Что вообще не потеряло для неё цену? Кажется, крошка Шизуне накачала её таблетками, потому что Цунаде ощущала себя овощем. Во рту была противная горечь. Сил не было поднять голову, а желание сдохнуть никуда не делось.
В кабинете Хокаге она видела лишь белую побелку на потолке. Цунаде молчала, когда другие отчитывались по миссии. Иногда окружающим, было непонятно дышит ли она вообще… Никто и никогда не видел её такой, как в эти блядские трое суток.
А ей бы просто дожить до рассвета. Еще раз. И еще один раз. Есть вероятность, что однажды закат её просто добьёт.
Разве бывает настолько больно? Эта фантомная боль в груди, словно кто-то разрезает её ножом на части.
— Мне нужно, чтобы вы не трогали меня несколько месяцев, о большем я не прошу. Никаких миссий. Никаких разговоров, и стуков в дверь, — единственное, что Сенджу произносит, когда они остаются с Хокаге один на один. С нажимом. Она была непреклонна, как сталь.
— Иначе ты уйдешь из деревни с концами? — за её словами сразу последовал очевидный вопрос.
Мужчина не спорит с ней, не пытается вправить мозги. Потому, что Цунаде нужна Конохе. Они зависимы от её медицинских талантов, когда в любой момент снова может разгореться война. Проблема лишь в том, что ей эта блядская деревня больше не нужна…
— Да.
И больше никаких объяснений. Никаких споров и вопросов. За Цунаде закрывается дверь. Женская тень исчезает, как и остатки надежды на то, что всё будет, как прежде. Никогда уже не будет. Н и ч е г о.
Рамка с фотографией падает на пол, стекло разлетается по полу. На войне, ведь было столько смертей, но сегодня прорвало дамбу…
Цунаде исчезает с радаров. Её имя, будто стирается с таблички в приемной госпиталя. Кажется, будто все боятся произнести его вслух. Никто не решается задать вопрос, где она. Да, и разве нужно?
Сенджу пьёт, не просыхая, и такое случается с ней впервые. Когда бутылка становится решением и ответом на любую ситуацию. Выходить за пределы загородного дома Первого Хокаге нет никакого желания. Хочется сдохнуть, загнуться. И больше никаких желаний. Никакого смысла и эмоций.
Она в этих стенах целенаправленно задыхается. Ей не нравится больше смотреть в зеркало. Она не ориентируется в датах.

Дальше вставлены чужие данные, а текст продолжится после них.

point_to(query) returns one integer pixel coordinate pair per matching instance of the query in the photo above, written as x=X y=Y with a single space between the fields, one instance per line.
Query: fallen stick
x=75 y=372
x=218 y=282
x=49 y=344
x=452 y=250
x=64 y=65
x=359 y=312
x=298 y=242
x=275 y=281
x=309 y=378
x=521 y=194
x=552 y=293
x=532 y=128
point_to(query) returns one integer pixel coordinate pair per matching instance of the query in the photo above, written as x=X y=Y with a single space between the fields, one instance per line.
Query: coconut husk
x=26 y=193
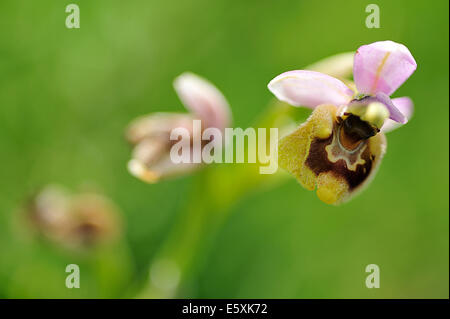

Категорически отказывается видеть различия во времени суток. Просто сидит в шёлковом халате на веранде и заливает в себя очередную бутылку саке, а затем, ей нужно лишь доползти до кровати. Отрубиться.
Алкоголь помогает притупить чувства. Помогает не съехать крышей от ночных кошмаров. В какой-то момент она перестает выходить даже на чертову веранду. Дышать воздухом не хочется.
Ну, а зачем? Зачем, если можно пить прямо в кровати?
Шизуне приходит на четвертый день и умоляет открыть дверь. Проходит час, может два, девчушка не перестает уговаривать, скрестись в дверь.